Die Schreibmaschine – Klaviatur des Geistes. Kurze Geschichte des mechanischen Schreibens. Mussten Autoren früherer Jahrhunderte ihre Werke noch mit der Hand schreiben, revolutionierte vor hundert Jahren das mechanische Schreiben ihre Arbeit.
„Es ist billig“, polemisierte der Romancier Lion Feuchtwanger in den dreißiger Jahren, „Nähe durch Schriftzüge herstellen zu wollen statt durch Gehalt. Ich liebe die Maschine. Wer ihr die Handschrift vorzieht, verteidigt die Postkutsche gegen das Auto.“
Der später von der Bücherverbrennung betroffene Starautor stand mit seiner Meinung nicht allein auf weiter Flur. Die Schreibmaschine begann sich auch in unseren Landen durchzusetzen. Natürlich, denn wir sprechen über Deutschland, wieder einmal mit erheblicher Verspätung.
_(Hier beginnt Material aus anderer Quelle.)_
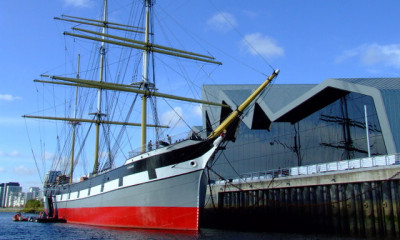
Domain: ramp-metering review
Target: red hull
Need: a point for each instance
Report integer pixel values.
(182, 218)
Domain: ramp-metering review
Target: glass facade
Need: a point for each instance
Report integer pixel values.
(335, 132)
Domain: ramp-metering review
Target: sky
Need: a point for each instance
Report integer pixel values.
(308, 40)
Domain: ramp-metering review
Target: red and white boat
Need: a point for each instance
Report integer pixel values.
(162, 188)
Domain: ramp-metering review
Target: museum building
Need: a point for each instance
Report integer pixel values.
(302, 124)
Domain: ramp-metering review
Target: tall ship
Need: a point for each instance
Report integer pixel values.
(163, 185)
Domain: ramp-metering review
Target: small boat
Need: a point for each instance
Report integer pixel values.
(19, 218)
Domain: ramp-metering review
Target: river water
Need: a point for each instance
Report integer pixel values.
(56, 231)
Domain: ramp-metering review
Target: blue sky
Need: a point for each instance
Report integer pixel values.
(308, 40)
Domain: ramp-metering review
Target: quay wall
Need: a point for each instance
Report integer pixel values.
(359, 202)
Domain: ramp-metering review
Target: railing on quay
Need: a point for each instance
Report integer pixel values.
(343, 165)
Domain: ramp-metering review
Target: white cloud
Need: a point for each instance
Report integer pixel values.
(10, 154)
(222, 22)
(78, 3)
(256, 43)
(47, 156)
(374, 54)
(22, 170)
(8, 97)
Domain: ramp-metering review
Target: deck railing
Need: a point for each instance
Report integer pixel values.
(343, 165)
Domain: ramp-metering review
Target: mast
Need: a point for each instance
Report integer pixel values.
(99, 94)
(74, 123)
(145, 76)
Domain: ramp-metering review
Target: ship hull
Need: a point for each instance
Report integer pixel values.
(172, 203)
(164, 190)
Die Schreibmaschine kam aus Amerika
Wie immer waren die Amerikaner den Europäern technisch um Jahre voraus. Der Humorist Mark Twain schrieb 1876 seine „Adventures of Tom Sawyer“ auf einer noch recht reparaturanfälligen Remington-Typenhebelmaschine, Modell 1, die ausschließlich Großbuchstaben drucken konnte. Das Originalmanuskript gilt als das älteste maschinenschriftliche Werk der Weltliteratur.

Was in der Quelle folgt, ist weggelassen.